If the _PyLong_FromByteArray API was truly private, it would be a static function and wouldn't be fully documented and exported in longobject.h. In fact, Tim Peters (a well-known Python core developer) explicitly blesses its use:

[Dan Christensen]

My student and I are writing a C extension that produces a large integer in binary which we'd like to convert to a python long. The number of bits can be a lot more than 32 or even 64. My student found the function _PyLong_FromByteArray in longobject.h which is exactly what we need, but the leading underscore makes me wary. Is it safe to use this function?

Python uses it internally, so it better be ;-)

Will it continue to exist in future versions of python?

No guarantees, and that's why it has a leading underscore: it's not an officially supported, externally documented, part of the advertised Python/C API. It so happens that I added that function, because Python needed some form of its functionality internally across different C modules. Making it an official part of the Python/C API would have been a lot more work (which I didn't have time for), and created an eternal new maintenance burden (which I'm not keen on regardless ;-)).

In practice, few people touch this part of Python's implementation, so I don't /expect/ it will go away, or even change, for years to come. The biggest insecurity I can think of offhand is that someone may launch a crusade to make some other byte-array <-> long interface "official" based on a different way of representing negative integers. But even then I expect the current unofficial functions to remain, since the 256's-complement representation remains necessary for the struct module's "q" format, and for the pickle module's protocol=2 long serialization format.

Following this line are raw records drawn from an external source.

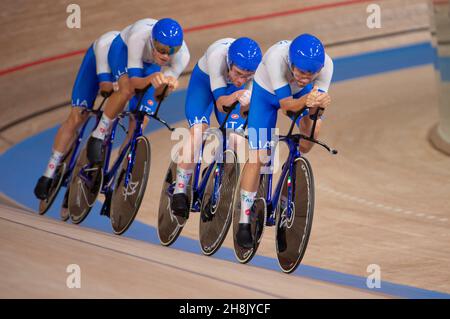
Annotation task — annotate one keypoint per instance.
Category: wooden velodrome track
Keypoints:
(383, 200)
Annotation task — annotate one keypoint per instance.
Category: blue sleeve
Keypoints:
(136, 72)
(105, 77)
(219, 92)
(283, 92)
(303, 91)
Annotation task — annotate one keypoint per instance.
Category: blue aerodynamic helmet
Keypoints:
(306, 53)
(168, 32)
(245, 53)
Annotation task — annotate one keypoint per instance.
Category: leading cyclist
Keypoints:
(292, 74)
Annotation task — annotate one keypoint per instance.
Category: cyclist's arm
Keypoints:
(136, 45)
(291, 104)
(217, 69)
(101, 50)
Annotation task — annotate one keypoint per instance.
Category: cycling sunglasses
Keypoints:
(165, 49)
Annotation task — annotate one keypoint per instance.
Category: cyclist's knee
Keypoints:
(305, 147)
(258, 158)
(125, 88)
(76, 119)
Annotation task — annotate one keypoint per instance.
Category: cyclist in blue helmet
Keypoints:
(293, 74)
(222, 75)
(148, 51)
(94, 75)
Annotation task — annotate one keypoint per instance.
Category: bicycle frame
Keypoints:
(199, 190)
(292, 141)
(97, 113)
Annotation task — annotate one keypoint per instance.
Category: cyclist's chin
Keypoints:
(161, 62)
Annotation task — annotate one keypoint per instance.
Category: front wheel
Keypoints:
(58, 180)
(126, 200)
(216, 210)
(84, 187)
(295, 215)
(169, 224)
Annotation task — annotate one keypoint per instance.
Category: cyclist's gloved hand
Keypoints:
(244, 99)
(146, 109)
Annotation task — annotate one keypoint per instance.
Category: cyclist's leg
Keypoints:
(261, 121)
(148, 102)
(117, 59)
(84, 92)
(198, 109)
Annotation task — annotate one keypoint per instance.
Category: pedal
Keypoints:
(106, 208)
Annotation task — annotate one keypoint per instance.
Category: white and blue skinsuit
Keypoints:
(209, 81)
(131, 53)
(273, 82)
(93, 70)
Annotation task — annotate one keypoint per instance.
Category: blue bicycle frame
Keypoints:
(292, 142)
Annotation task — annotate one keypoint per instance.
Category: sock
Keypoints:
(53, 163)
(103, 127)
(183, 177)
(247, 200)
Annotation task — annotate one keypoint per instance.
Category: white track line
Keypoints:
(382, 206)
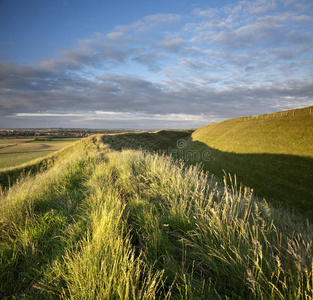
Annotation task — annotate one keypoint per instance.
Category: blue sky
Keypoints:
(152, 64)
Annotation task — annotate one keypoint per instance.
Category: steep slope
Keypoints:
(271, 153)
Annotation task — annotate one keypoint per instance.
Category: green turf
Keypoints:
(273, 154)
(19, 151)
(100, 223)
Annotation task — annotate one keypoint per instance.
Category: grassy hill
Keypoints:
(98, 221)
(273, 154)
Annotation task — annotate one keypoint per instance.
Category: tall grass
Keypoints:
(135, 225)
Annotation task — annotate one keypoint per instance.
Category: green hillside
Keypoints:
(273, 154)
(98, 221)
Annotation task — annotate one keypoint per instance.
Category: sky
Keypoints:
(139, 64)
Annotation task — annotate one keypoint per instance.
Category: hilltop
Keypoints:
(99, 220)
(272, 153)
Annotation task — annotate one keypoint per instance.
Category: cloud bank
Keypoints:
(170, 71)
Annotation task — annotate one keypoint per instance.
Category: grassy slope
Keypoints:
(271, 153)
(105, 224)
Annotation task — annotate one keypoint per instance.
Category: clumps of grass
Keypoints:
(135, 225)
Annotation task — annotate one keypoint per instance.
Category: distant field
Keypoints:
(14, 152)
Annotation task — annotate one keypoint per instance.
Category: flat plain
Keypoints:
(14, 152)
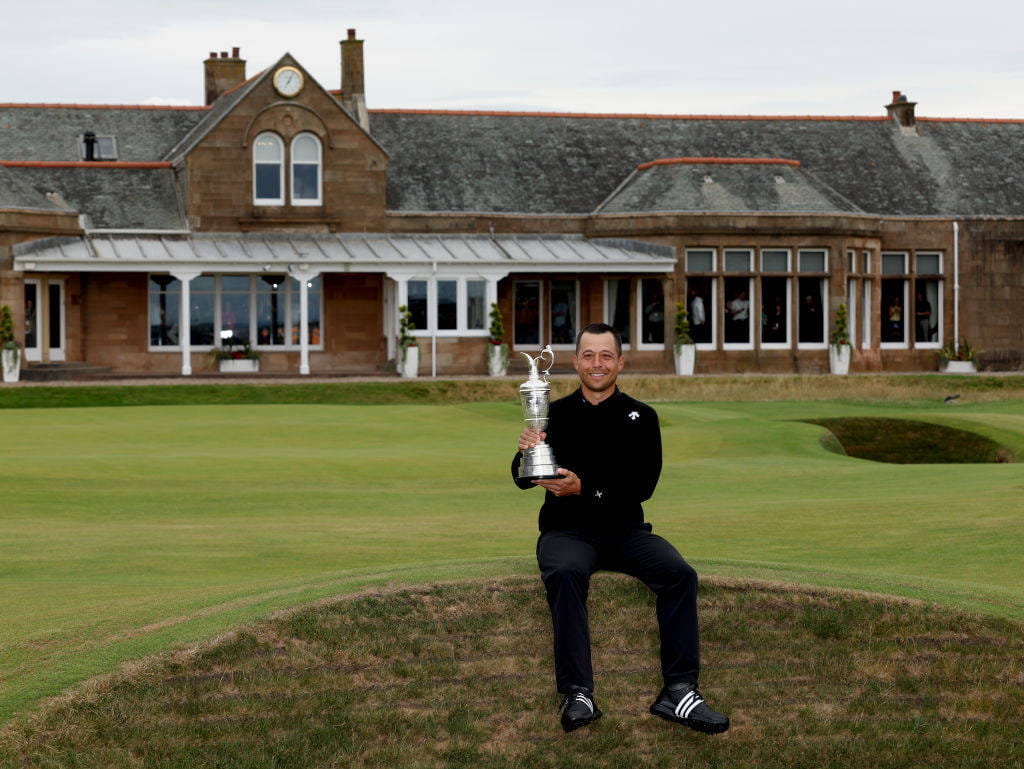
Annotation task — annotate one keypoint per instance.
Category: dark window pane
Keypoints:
(31, 315)
(811, 328)
(304, 181)
(448, 317)
(268, 181)
(774, 311)
(418, 303)
(527, 312)
(737, 310)
(563, 311)
(652, 319)
(701, 309)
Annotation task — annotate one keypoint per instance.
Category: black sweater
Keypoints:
(614, 447)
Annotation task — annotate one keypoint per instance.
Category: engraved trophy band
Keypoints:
(539, 462)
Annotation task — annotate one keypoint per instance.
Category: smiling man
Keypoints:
(608, 446)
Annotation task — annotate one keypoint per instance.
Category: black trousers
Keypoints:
(568, 558)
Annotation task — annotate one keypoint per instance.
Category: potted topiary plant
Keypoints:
(686, 351)
(958, 357)
(11, 349)
(498, 351)
(232, 357)
(839, 343)
(409, 350)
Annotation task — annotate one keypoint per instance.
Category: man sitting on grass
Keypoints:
(608, 447)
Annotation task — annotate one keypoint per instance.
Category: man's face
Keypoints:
(598, 362)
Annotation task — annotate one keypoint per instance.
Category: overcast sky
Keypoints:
(716, 56)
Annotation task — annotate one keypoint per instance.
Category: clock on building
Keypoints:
(288, 81)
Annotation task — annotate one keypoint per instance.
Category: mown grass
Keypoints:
(891, 388)
(906, 441)
(460, 675)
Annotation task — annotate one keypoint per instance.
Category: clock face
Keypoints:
(288, 81)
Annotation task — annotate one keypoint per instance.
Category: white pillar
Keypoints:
(304, 279)
(184, 319)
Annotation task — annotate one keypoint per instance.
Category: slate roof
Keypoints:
(15, 193)
(569, 164)
(50, 133)
(688, 184)
(113, 198)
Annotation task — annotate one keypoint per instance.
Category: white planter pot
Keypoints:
(960, 367)
(240, 366)
(686, 358)
(839, 358)
(11, 366)
(498, 359)
(409, 366)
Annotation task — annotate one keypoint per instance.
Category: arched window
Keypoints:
(305, 170)
(268, 170)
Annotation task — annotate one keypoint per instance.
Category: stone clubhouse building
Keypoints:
(287, 215)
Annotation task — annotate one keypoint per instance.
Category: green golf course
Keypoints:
(126, 531)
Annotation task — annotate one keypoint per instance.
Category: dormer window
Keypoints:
(268, 170)
(306, 170)
(92, 146)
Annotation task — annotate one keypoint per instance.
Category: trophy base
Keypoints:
(539, 464)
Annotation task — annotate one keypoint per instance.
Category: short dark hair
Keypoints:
(601, 329)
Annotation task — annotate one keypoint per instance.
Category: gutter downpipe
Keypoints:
(433, 331)
(956, 286)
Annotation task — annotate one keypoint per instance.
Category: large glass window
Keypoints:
(927, 314)
(894, 311)
(268, 170)
(737, 310)
(616, 297)
(652, 311)
(810, 316)
(774, 311)
(476, 304)
(526, 313)
(563, 312)
(165, 310)
(305, 170)
(700, 305)
(418, 304)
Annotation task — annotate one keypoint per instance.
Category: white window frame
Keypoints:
(253, 293)
(35, 354)
(865, 328)
(823, 287)
(541, 310)
(905, 344)
(461, 306)
(750, 260)
(318, 201)
(606, 308)
(851, 310)
(714, 259)
(770, 272)
(936, 309)
(638, 314)
(281, 172)
(788, 312)
(752, 310)
(576, 318)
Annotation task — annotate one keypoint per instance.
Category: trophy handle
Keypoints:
(551, 354)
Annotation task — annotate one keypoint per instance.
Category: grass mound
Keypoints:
(460, 676)
(905, 441)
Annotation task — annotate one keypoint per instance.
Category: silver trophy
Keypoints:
(538, 463)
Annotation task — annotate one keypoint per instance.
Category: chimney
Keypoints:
(353, 94)
(223, 74)
(901, 111)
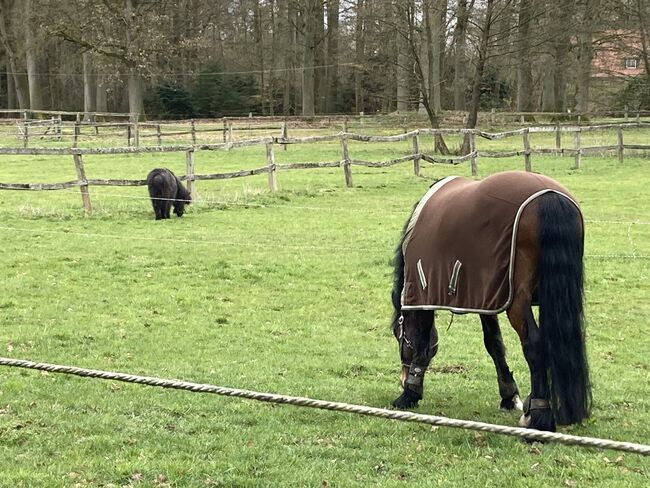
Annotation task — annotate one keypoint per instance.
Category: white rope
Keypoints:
(529, 434)
(354, 210)
(255, 245)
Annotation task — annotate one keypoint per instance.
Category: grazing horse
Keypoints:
(165, 190)
(506, 243)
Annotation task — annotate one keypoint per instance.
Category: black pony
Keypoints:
(165, 190)
(544, 268)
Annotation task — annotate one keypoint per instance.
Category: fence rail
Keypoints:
(133, 131)
(346, 161)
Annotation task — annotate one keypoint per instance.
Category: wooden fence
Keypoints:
(117, 126)
(346, 162)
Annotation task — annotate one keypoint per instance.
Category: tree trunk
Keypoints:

Or is there some other method we should use?

No. That's why these functions were invented to begin with ;-)

Here's the documentation (from Python 3.2.1):

/* _PyLong_FromByteArray:  View the n unsigned bytes as a binary integer in
   base 256, and return a Python long with the same numeric value.
   If n is 0, the integer is 0.  Else:
   If little_endian is 1/true, bytes[n-1] is the MSB and bytes[0] the LSB;
   else (little_endian is 0/false) bytes[0] is the MSB and bytes[n-1] the
   LSB.
   If is_signed is 0/false, view the bytes as a non-negative integer.
   If is_signed is 1/true, view the bytes as a 2's-complement integer,
   non-negative if bit 0x80 of the MSB is clear, negative if set.
   Error returns:
   + Return NULL with the appropriate exception set if there's not
     enough memory to create the Python long.
*/
PyAPI_FUNC(PyObject *) _PyLong_FromByteArray(
    const unsigned char* bytes, size_t n,
    int little_endian, int is_signed);

The main reason it's an "underscore-prefixed" API is because it depends on the implementation of the Python long as an array of words in a power-of-two base. This isn't likely to change, but since you're implementing an API on top of this, you can insulate your callers from changes in the Python API later on.

Question 2

Sounds like you need PyNumber_Long. Some doc hits are here.